Modelica

Paradigm declarative language 1997 Cross-platform Modelica License Version 2 .mo www.modelica.org ActionScript, OCaml, Java

Modelica - a freely available, object-oriented language for modeling of large, complex, and heterogeneous systems. It is suited for multi-domain modeling, for example, mechatronic models in robotics, automotive and aerospace applications involving mechanical, electrical, hydraulic control and state machine subsystems, process oriented applications and generation and distribution of electric power. Models in Modelica are mathematically described by differential, algebraic and discrete equations. No particular variable needs to be solved for manually. A Modelica tool will have enough information to decide that automatically. Modelica is designed such that available, specialized algorithms can be utilized to enable efficient handling of large models having more than one hundred thousand equations. Modelica is suited and used for hardware-in-the-loop simulations and for embedded control systems.

Overview of Modelica

Modelica is a freely available, object-oriented language for modeling of large, complex, and heterogeneous physical systems. From a user’s point of view, models are described by schematics, also called object diagrams. The Modelica language is a textual description to define all parts of a model and to structure model components in libraries, called packages. An appropriate Modelica simulation environment is needed to graphically edit and browse a Modelica model (by interpreting the information defining a Modelica model) and to perform model simulations and other analysis. Basically, all Modelica language elements are mapped to differential, algebraic and discrete equations. There are no language elements to describe directly partial differential equations, although some types of discretized partial differential equations can be reasonably defined, e.g., based on the finite volume method and there are Modelica libraries to import results of finite-element programs.

History

The Modelica design effort was initiated in September 1996 by Hilding Elmqvist. The goal was to develop an object-oriented language for modeling of technical systems in order to reuse and exchange dynamic system models in a standardized format. Modelica 1.0 is based on the PhD thesis of Hilding Elmqvist and on the experience with the modeling languages Allan, Dymola, NMF, ObjectMath, Omola, SIDOPS+, and Smile. Hilding Elmqvist is the key architect of Modelica, but many other people have contributed as well. In September 1997, version 1.0 of the Modelica specification was released which was the basis for a prototype implementation within the commercial Dymola software system. In year 2000, the non-profit Modelica Association was formed to manage the continually evolving Modelica language and the development of the free Modelica Standard Library. In the same year, the usage of Modelica in industrial applications started. This table presents the timeline of the Modelica specification history:

Release Release Date Highlights
1.0 1997, September First version to model continuous dynamic systems.
1.1 1998, December Language elements to model discrete systems (pre, when)
1.2 1999, June Interface to C and Fortran, inner/outer for global variables, refined semantics of event handling
1.3 1999, December Improved semantics for inner/outer connections, protected elements, array expressions.
1.4 2000, December Removed declare-before-use rule, refined package concept, refined when-clause
2.0 2002, July Initialization of models, standardization of graphical appearance, functions with mixed positional and named arguments, record constructor, enumerations
2.1 2004, March Overdetermined connector to model 3-dim. mechanical systems, enhanced redeclaration of submodels, array and array indices of enumerations
2.2 2005, February Expandable connector to model signal buses, conditional component declarations, arrays with dynamic size changes in functions
3.0 2007, September Clean-up version: specification newly written, type system and graphical appearance refined, language flaws fixed, balanced model concept to detect model errors in a much better way
3.1 2009, May Stream connector to handle bi-directional flow of fluid, operator overloading, mapping model parts to execution environments (for use in embedded systems)
3.2 2010, March Improved initialization with homotopy method, functions as formal inputs to functions, Unicode support, access control to protect IP, improved support of object libraries
3.3 2012, May Added language elements to describe periodic and non-periodic synchronous controllers based on clocked equations, as well as synchronous state machines.

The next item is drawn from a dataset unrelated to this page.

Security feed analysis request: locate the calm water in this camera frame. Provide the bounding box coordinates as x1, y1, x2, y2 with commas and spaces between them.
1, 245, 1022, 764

Scope of the Specification

The semantics of the Modelica language is specified by means of a set of rules for translating any class described in the Modelica language to a flat Modelica structure. A class must have additional properties in order that its flat Modelica structure can be further transformed into a set of differential, algebraic and discrete equations (= flat hybrid DAE). Such classes are called simulation models. The flat Modelica structure is also defined for other cases than simulation models; including functions (can be used to provide algorithmic contents), packages (used as a structuring mechanism), and partial models (used as base-models). This allows correctness to be verified before building the simulation model. Modelica was designed to facilitate symbolic transformations of models, especially by mapping basically every Modelica language construct to continuous or instantaneous equations in the flat Modelica structure. Many Modelica models, especially in the associated Modelica Standard Library, are higher index systems, and can only be reasonably simulated if symbolic index reduction is performed, i.e., equations are differentiated and appropriate variables are selected as states, so that the resulting system of equations can be transformed to state space form (at least locally numerically), i.e., a hybrid DAE of index zero. The Modelica specification does not define how to simulate a model. However, it defines a set of equations that the simulation result should satisfy as well as possible. The key issues of the translation (or flattening) are:

• Expansion of inherited base classes
• Parameterization of base classes, local classes and components
• Generation of connection equations from connect-equations

The flat hybrid DAE form consists of:

• Declarations of variables with the appropriate basic types, prefixes and attributes, such as "parameter

Real v=5".

• Equations from equation sections.
• Function invocations where an invocation is treated as a set of equations which involves all input and all

result variables (number of equations = number of basic result variables).

• Algorithm sections where every section is treated as a set of equations which involves the variables

occurring in the algorithm section (number of equations = number of different assigned variables).

• When-clauses where every when-clause is treated as a set of conditionally evaluated equations, also called

instantaneous equations, which are functions of the variables occurring in the clause (number of equations = number of different assigned variables). Therefore, a flat hybrid DAE is seen as a set of equations where some of the equations are only conditionally evaluated (e.g. instantaneous equations are only evaluated when the corresponding when-condition becomes true). Initial setup of the model is specified using start-values and instantaneous equations that hold at the initial time only. A Modelica class may also contain annotations, i.e. formal comments, which specify graphical representations of the class (icon and diagram), documentation text for the class, and version information.

Some Definitions

The semantic specification should be read together with the Modelica grammar. Non-normative text, i.e., examples and comments, are enclosed in [ ]; comments are set in italics.

Term Definition
Component An element defined by the production component_clause in the Modelica grammar

(basically a variable or an instance of a class)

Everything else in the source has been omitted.